Having lost both of his appeals Thursday, Matt Kenseth must immediately begin serving a two-race suspension for intentionally wrecking Joey Logano during Sunday’s race at Martinsville Speedway.
Matt Kenseth loses final appeal, 2-race suspension upheld for crashing Joey Logano at Martinsville
Kenseth will sit out Sunday’s NASCAR race at Texas and the following week at Phoenix.
Kenseth will miss this weekend’s event at Texas Motor Speedway and Nov. 15 at Phoenix International Raceway before regaining edibility for the Nov. 22 season finale at Homestead-Miami Speedway.
After having his initial appeal denied earlier Thursday, Kenseth had his case heard by National Motorsports Final Appeals Officer Bryan Moss, who upheld Kenseth’s two-race suspension Thursday night, though reduced his probation from six months to the end of the calendar year.

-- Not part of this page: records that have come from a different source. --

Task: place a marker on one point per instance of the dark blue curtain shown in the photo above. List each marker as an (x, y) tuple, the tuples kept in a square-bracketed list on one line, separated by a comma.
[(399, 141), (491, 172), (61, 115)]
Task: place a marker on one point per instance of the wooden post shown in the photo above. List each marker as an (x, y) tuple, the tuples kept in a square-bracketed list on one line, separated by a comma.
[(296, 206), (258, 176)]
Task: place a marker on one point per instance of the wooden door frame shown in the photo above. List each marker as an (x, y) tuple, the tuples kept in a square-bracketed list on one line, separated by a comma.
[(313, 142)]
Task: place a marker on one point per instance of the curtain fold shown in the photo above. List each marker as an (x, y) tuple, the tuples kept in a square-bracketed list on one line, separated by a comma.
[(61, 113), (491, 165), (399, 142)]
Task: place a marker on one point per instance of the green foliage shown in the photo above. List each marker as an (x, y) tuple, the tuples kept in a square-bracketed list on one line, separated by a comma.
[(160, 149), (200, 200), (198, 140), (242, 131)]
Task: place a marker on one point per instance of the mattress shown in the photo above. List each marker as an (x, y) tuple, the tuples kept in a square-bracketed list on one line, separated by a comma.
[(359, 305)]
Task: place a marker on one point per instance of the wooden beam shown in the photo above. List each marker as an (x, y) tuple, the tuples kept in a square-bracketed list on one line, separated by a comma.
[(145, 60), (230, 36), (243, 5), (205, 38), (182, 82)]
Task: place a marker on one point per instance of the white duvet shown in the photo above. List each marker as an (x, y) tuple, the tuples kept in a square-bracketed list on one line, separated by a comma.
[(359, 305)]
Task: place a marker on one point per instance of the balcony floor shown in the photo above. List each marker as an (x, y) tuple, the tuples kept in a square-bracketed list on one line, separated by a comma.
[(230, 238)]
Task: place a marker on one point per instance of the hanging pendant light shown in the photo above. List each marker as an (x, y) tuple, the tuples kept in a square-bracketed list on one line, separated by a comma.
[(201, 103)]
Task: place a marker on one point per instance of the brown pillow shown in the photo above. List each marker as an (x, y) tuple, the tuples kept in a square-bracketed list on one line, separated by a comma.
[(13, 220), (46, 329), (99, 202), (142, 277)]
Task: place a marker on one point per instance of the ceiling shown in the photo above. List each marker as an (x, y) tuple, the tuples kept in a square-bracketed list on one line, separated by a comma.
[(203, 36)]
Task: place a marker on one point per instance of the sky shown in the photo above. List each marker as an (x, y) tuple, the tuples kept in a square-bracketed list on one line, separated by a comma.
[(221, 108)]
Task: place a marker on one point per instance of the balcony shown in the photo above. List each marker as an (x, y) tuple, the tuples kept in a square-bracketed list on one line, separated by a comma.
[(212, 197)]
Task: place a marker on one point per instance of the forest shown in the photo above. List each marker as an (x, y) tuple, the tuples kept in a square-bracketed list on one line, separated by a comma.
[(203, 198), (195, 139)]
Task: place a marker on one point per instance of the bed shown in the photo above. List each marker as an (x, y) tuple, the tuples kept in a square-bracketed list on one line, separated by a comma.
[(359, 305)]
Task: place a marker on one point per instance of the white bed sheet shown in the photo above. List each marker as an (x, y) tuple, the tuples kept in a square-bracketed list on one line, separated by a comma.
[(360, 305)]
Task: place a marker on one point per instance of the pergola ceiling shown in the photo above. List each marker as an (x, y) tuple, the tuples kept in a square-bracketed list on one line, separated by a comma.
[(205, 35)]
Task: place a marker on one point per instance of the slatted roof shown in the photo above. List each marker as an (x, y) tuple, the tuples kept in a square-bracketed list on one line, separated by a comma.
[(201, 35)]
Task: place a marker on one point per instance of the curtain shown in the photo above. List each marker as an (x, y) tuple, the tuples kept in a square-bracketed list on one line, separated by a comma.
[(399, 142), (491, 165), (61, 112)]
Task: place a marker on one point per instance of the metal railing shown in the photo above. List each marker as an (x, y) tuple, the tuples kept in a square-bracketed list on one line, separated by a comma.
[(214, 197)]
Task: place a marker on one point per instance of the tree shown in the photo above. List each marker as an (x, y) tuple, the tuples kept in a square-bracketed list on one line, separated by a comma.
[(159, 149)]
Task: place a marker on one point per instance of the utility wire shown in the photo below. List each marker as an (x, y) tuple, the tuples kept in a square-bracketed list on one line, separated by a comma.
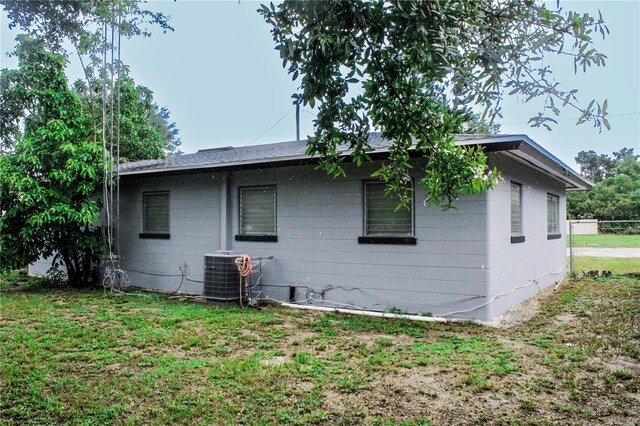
[(574, 119), (271, 128)]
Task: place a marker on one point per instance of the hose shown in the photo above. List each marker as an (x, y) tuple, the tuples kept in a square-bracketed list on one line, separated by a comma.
[(245, 268)]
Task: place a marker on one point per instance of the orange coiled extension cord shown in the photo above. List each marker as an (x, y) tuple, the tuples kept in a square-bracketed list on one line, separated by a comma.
[(245, 268)]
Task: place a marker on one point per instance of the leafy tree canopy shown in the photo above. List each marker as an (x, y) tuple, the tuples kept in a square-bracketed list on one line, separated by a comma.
[(616, 194), (142, 129), (80, 22), (49, 177), (413, 68)]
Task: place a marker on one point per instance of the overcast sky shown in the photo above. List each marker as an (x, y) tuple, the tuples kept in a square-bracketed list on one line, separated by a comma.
[(224, 84)]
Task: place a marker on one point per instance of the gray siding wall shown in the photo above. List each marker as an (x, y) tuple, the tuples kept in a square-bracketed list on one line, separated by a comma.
[(319, 221), (462, 258), (194, 230), (537, 258)]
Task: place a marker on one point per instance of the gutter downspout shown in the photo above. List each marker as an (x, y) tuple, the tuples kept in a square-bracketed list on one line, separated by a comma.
[(224, 210)]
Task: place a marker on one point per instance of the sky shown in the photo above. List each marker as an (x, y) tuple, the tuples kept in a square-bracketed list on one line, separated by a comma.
[(222, 80)]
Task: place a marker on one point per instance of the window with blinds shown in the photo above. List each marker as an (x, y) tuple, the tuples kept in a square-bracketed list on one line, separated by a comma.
[(380, 215), (516, 209), (258, 210), (553, 214), (155, 212)]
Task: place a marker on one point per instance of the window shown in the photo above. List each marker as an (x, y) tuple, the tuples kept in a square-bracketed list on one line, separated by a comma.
[(155, 215), (516, 213), (553, 216), (257, 211), (383, 223)]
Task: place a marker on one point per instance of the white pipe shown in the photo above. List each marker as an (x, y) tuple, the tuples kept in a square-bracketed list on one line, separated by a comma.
[(381, 314)]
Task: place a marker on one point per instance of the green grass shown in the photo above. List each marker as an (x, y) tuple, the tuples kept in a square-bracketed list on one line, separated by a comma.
[(605, 240), (617, 265), (82, 357)]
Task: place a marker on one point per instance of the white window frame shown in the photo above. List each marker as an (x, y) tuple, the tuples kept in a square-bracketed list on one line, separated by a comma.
[(515, 186), (241, 203), (366, 231), (553, 214), (145, 212)]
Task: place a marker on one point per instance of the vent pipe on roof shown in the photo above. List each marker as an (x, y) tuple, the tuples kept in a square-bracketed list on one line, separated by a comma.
[(298, 122)]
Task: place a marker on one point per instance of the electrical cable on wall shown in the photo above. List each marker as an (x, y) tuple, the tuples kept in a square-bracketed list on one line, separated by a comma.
[(114, 276)]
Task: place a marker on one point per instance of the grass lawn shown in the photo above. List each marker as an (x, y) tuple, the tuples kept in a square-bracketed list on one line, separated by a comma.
[(617, 265), (605, 240), (74, 357)]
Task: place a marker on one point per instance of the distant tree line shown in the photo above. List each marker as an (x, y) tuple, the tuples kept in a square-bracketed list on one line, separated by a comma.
[(616, 194)]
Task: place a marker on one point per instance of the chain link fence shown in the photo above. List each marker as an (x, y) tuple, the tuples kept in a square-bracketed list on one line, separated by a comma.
[(596, 248)]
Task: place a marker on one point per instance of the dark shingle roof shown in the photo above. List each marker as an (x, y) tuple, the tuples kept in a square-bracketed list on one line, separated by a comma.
[(220, 157), (237, 157)]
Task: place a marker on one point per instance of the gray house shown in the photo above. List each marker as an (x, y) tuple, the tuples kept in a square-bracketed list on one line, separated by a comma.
[(339, 243)]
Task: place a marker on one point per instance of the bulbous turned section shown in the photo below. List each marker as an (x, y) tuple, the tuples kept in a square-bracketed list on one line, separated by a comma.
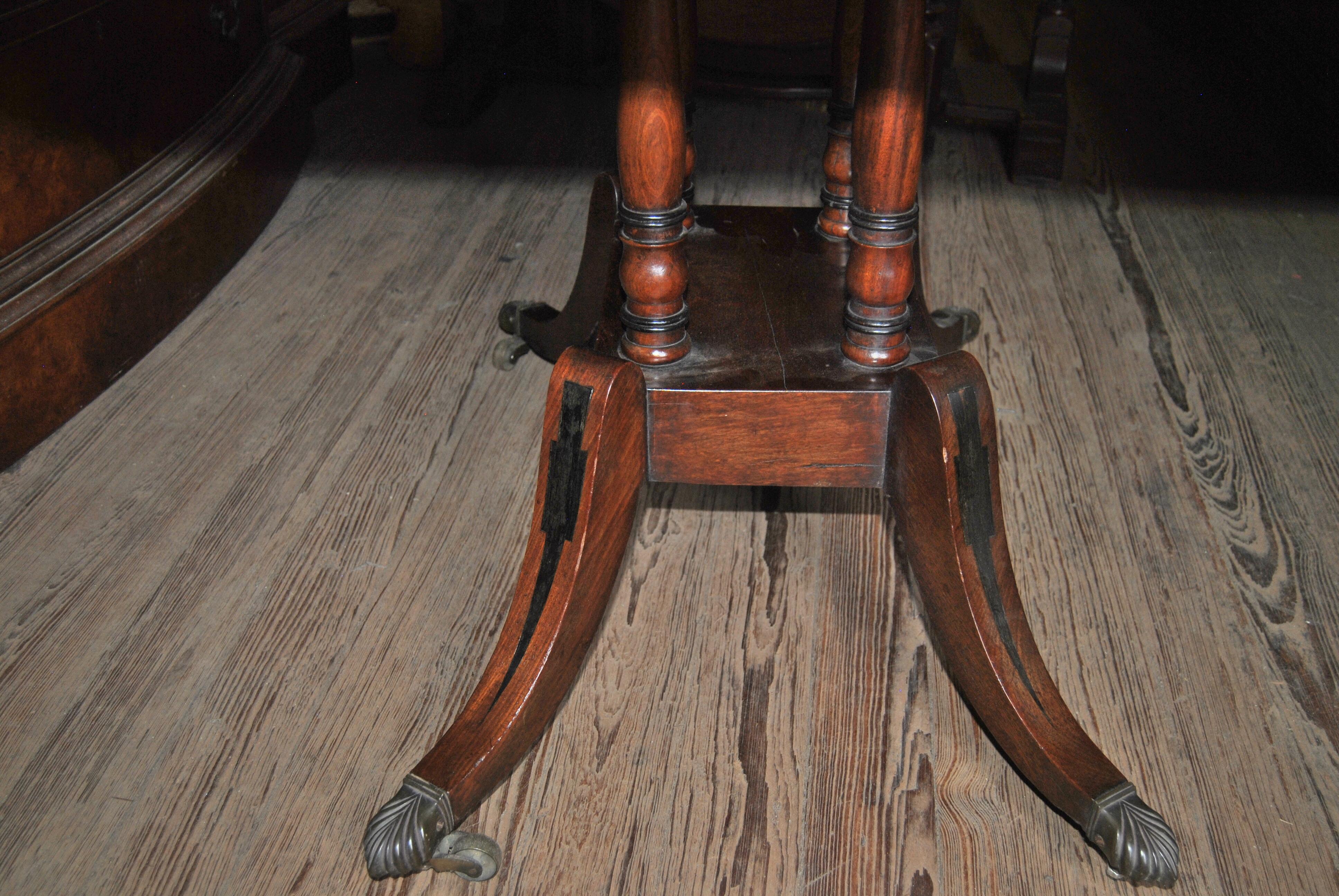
[(404, 833), (835, 222), (1136, 842)]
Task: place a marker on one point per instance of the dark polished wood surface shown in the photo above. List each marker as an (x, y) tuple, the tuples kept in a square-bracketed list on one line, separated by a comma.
[(142, 149)]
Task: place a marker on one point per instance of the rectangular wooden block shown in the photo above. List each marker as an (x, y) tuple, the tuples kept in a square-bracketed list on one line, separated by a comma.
[(798, 438)]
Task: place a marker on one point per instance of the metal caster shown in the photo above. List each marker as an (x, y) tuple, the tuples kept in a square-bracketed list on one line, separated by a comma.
[(476, 858), (951, 315), (509, 315), (509, 318), (509, 352)]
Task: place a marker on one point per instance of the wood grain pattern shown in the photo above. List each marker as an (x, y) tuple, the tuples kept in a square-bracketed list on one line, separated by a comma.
[(820, 438), (208, 575)]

Moss’ decision is binding.
“It didn’t turn out like we wanted,” Kenseth told reporters after the final decision was announced. “I’m obviously more than a little disappointed on the decision and the penalties to start with. I’m the first driver in the 65-year history of NASCAR to get suspended for an incident that happened in a (premier division) race. I feel like I was unfairly made the example instead of knowing where the line is and what the penalties are. I’m extremely disappointed, but we’ll get through this and go to Homestead.
“I’m not going to change who I am, not going to change what I stand for, I’m not going to change how I race. I’ve been in this business for a long time, I feel like I’ve had a pretty good career to this point and I feel like I’m going to continue to have the respect on the racetrack I feel like I deserve. I’m looking forward to going to Homestead, hopefully going there and getting a win before the year is out.”
NASCAR penalized Kenseth after he deliberately crashed Logano, who was leading, despite being several laps down Sunday. Had Logano won the race he would have automatically earned a spot in the championship round of the Chase for the Sprint Cup playoff. Kenseth had been eliminated the previous round and was angered that Logano spun him out of the lead with five laps remaining two weeks before at Kansas Speedway, a victory Kenseth needed to remain in title contention.
The penalty is rather unprecedented with NASCAR rarely suspending drivers for retaliatory behavior.
Jeff Gordon avoided suspension when he intentionally wrecked championship contender Clint Bowyer in the penultimate race of the 2012 season. The four-time Cup Series champion was fined $100,000 and docked 25 points, but allowed to compete the following week at Homestead. And most recently, Danica Patrick was fined and deduced points Tuesday but not suspended despite purposefully slamming into David Gilliland at Martinsville.
NASCAR CEO and chairman Brian France said the considerable difference in penalties for Kenseth and Patrick was due to the stakes involved. Kenseth impacted the integrity of the championship when he pile-drove Logano into the Turn 1 wall, while the incident between Patrick and Gilliland had no bearing on the outcome.
Kenseth’s team owner, Joe Gibbs, defended his driver and the severity of NASCAR sitting someone possessing a record of largely virtuous behavior.
“I think all of us are just right now so disappointed,” Gibbs said. “I just want to say (Kenseth) has spent 20 years in this sport and had one other minor infraction -- I think it was a $5,000 fine. He’s spent 20 years of his life racing in this sport and he’s been great for NASCAR.”
Several drivers including Denny Hamlin, a teammate of Kenseth’s at Joe Gibbs Racing, Ricky Stenhouse Jr. and Michael Waltrip took to social media to express their disappointment in Thursday’s ruling by using the “FreeMatt” hashtag.
JGR named Erik Jones to drive Kenseth’s No. 20 car at Texas and Phoenix.